Variations in places of origin by state are explained by factors such as geographic proximity and exchange programmes in specific countries. “Ethiopian students represent the majority of international students in Mississippi (58%), driven by their enrolments in just one school.”
Brazil is the leading place of origin of secondary students in Montana (32%) and students from Japan constitute 40% of international secondary students in Hawaii (40%). Mexico is the leading country of origin in Texas, representing 37% of international students.
The fifth key finding – that America is the largest Anglophone host of international secondary students – is attributed to the size of the school sector and its accessibility for international students. Another factor might be the US’ many immigrant communities and diaspora representing international secondary students’ home countries.

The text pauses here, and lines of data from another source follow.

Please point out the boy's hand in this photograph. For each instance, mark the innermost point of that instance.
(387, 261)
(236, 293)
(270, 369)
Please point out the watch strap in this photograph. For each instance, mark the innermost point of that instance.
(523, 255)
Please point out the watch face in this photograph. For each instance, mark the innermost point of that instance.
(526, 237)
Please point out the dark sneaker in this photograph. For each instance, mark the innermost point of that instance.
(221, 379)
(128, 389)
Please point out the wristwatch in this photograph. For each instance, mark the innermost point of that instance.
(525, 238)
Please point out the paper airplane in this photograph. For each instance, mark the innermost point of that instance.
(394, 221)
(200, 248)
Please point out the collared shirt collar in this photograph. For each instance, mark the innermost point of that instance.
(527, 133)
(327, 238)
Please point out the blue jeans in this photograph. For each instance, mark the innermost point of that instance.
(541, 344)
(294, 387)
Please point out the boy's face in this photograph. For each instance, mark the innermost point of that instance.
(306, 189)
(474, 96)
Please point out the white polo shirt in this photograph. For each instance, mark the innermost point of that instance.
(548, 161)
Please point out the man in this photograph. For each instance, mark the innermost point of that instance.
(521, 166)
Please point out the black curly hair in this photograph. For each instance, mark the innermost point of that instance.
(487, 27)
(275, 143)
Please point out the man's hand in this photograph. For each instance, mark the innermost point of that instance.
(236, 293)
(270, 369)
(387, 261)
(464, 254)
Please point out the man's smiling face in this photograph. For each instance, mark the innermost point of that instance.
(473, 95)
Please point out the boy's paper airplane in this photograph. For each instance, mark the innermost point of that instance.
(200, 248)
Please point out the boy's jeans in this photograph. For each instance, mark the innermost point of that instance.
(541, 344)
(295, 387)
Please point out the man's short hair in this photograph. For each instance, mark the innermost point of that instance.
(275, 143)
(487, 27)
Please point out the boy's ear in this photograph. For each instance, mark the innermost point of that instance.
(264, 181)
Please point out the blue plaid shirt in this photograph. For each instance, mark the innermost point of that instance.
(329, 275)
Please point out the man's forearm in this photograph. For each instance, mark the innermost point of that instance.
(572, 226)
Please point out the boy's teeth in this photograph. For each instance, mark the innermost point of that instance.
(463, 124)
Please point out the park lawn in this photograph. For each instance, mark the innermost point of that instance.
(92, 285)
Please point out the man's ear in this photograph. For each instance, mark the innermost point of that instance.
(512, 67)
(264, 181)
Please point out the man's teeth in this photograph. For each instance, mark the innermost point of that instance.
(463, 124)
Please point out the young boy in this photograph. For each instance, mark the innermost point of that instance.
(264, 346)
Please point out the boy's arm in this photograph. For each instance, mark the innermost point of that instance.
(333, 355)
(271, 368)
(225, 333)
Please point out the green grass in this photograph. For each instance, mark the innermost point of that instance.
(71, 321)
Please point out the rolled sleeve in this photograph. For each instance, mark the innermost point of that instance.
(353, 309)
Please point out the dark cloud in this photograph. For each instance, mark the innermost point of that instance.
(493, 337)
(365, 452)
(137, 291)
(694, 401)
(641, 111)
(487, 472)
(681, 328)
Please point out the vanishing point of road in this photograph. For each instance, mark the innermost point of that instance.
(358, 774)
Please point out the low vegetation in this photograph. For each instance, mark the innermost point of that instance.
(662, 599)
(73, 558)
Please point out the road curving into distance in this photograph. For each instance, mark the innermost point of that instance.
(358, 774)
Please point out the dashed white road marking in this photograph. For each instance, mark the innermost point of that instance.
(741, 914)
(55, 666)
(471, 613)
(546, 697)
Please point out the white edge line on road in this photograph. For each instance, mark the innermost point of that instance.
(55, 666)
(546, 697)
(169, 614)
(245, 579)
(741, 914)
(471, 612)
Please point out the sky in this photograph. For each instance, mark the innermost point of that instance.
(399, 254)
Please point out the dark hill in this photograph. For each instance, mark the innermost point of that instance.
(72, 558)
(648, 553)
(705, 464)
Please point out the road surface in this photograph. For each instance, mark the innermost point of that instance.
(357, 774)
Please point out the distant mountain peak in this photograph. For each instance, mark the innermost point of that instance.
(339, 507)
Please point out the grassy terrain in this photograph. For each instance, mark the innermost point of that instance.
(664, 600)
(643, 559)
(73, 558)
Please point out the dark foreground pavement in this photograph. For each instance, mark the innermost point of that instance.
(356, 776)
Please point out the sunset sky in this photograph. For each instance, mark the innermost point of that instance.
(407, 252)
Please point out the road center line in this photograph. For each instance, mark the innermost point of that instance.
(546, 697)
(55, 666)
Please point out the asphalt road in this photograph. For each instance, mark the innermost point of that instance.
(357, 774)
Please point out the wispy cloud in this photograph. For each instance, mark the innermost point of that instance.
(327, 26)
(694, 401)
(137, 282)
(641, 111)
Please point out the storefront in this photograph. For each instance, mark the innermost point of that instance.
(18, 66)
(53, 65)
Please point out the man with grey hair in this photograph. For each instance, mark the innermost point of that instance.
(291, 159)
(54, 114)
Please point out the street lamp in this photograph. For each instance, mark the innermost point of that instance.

International secondary student numbers are rising in many Anglophone countries, the study found in a comparative look at Australia, Canada and the United Kingdom.
“Students from Asia, especially from China and South Korea, are highly represented across all Anglophone countries. The high levels of interest in obtaining a secondary education abroad and the willingness and ability to pay for it has made China and South Korea strong markets for recruiting by secondary schools seeking to enrol international students.”
German students dominate exchange student proportions in all of the Anglophone countries, which host nearly 84% of the 19,000 German high school students abroad.
Historical ties and geography impact the student enrolment patterns across host countries.
There were 16,693 international students in Australian secondary schools in 2013, the great majority – nearly 77% – from Asia, with Chinese students accounting for almost half the total followed by students from Vietnam (10%) and South Korea (8%).
Canada, the research brief points out, has been actively promoted as a study destination for all education sectors and as a result the number of international students grew by 50% in the five years to 2012. In 2013 there were 23,757 international secondary students.
Most came from Asia, with China (31%) and South Korea (18%) the leading places of origin. Other top places of origin in Asia were Japan (4%), the Philippines (3%) and Hong Kong (2%). Canada is also popular with Mexican students (5%), Germans (4%) and Brazilians (3%).
There were not overall figures for the United Kingdom, but in 2013 in 1,223 private schools there were 25,912 international school students, representing 5% percent of all students. Some 96% were at the secondary level and nearly 52% in years 12 and 13 of schooling.
Hong Kong is the leading place of origin, with 22% of all international school students, while European countries account for 35% – with the largest proportions from Germany and Russia (both 8%) – and just over 6% come from Africa with most (4%) from Nigeria.
“At both the secondary and post-secondary levels the size, quality, diversity and openness of the US education system makes the country an attractive destination for international students,” says the brief. There are growing opportunities for international secondary students, expanding pathways to US higher education.
The rising number of international students at the secondary level means more international recruitment into higher education may be done locally, particularly from private schools.
“Given their prior exposure to US classrooms and successful adjustment to US life, these students may have academic, language and cultural skills that can not only contribute to their success on campus, but can also serve as a potential resource to help ease the adjustment of their peer international students who might be entering the US for the first time."